Left to his own devices, the leader—let us call him Mr Rotten—would much prefer to concrete over most of the wide-open spaces and watch his pals get rich quick. Come to think of it, his own building firm seems to be thriving. I have alarming evidence of highly profitable land deals and the relaxation of planning rules—shoddy! Some senior officials were so concerned about the leader’s direct involvement in one application that they took legal advice to cover their own backs. I have said it before and I will say it again: this is a rotten borough.
The council has secretly squirrelled away large sums of money from the housing revenue account, which is meant to be ring-fenced for vital maintenance, in order to buy new computer equipment. That is immoral and, I suspect, illegal. It has been reported to the fraud squad by one of its own for miscalculating council tax. It is squandering £11 million to do up its HQ, and I am sure that Mr Summerfield and Mr Haldon, the tame stool pigeons, are getting excited. I wonder where the sub-contracts will go—a local building company, no doubt. It is a mad, vain project, with money meant for the electorate that the town, district and county councils should be looking after going down the drain. The building will never be worth more than what has been spent to tart it up. It is the action of a council that has totally lost the plot.
I fear that there is worse to come. The plan to annex West Somerset Council should have been properly placed before the people—35,000 people. All they actually got was a cheapskate online survey organised by the rotten borough. People saw it for what it was: a pathetic excuse for a public consultation. Most of those who took part disagreed with the idea anyway, but the subtle game of intimidation never mentioned that fact. When the rotten borough presented the survey to Ministers, it did not even bother to break it down. Instead, endless pages of raw material without any explanation at all were submitted. It is no wonder that the civil servants did not read it; it was deliberately designed to mislead the Government.
Last week, “Johnny Rotten’s” chief executive—let us call her Cruella de Vil—gave an extraordinary interview to a specialist local government magazine called The Municipal Journal, a good publication that many here will know about.
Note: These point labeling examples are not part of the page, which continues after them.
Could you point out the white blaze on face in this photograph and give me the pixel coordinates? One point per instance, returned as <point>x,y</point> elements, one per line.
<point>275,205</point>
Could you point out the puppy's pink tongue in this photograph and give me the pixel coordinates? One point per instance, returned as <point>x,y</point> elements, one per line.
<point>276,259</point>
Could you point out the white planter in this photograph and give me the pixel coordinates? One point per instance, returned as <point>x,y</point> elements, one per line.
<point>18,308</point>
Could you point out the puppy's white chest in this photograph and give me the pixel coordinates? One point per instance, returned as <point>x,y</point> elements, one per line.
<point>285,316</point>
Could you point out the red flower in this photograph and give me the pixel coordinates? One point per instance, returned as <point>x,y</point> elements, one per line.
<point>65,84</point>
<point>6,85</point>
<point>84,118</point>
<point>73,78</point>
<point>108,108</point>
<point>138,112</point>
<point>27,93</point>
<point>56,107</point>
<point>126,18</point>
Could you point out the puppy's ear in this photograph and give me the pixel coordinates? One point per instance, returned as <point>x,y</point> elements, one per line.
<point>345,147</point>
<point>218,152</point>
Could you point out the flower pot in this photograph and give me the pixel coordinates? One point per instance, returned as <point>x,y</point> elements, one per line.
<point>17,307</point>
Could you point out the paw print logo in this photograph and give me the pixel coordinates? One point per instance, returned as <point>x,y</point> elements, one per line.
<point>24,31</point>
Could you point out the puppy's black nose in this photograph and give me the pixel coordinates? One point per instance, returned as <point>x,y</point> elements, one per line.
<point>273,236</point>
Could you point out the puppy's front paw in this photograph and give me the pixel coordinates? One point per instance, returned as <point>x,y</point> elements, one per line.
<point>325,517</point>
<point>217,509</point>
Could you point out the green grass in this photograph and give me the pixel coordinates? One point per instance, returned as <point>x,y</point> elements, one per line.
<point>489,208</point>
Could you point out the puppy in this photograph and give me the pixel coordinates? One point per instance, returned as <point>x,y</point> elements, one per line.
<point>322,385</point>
She said that she was trying to turn the screw on the Secretary of State—I am sure that he is frightfully excited—and threatened that if the rotten borough did not get the green light to take over West Somerset, she would sail away and let my district council drown. Intimidation! What is going on here?
I am not entirely sure of the ins and outs of the particular issue with the district council or, indeed, its relevance to this debate, but does the hon. Gentleman think it appropriate to use the “Cruella de Vil” reference about a female civil servant in a debate about the intimidation of candidates?
I thank the hon. Lady. I realise that she does not understand the issue, but if she appreciated the civil servant involved, she would probably join me. We have a major problem in our area.
There is no way that West Somerset is doomed—that is a complete and utter lie—and it is a disgrace that a jumped-up chief executive should ever use blackmail. I have seen the intimidation from the rotten borough of Taunton in action. If one reads the County Gazette, the extremely good local Taunton paper, one will see that it is certainly not just me speaking. The good people of un-precepted Taunton are being lead over a cliff, and that must be stopped before the intimidation gets worse.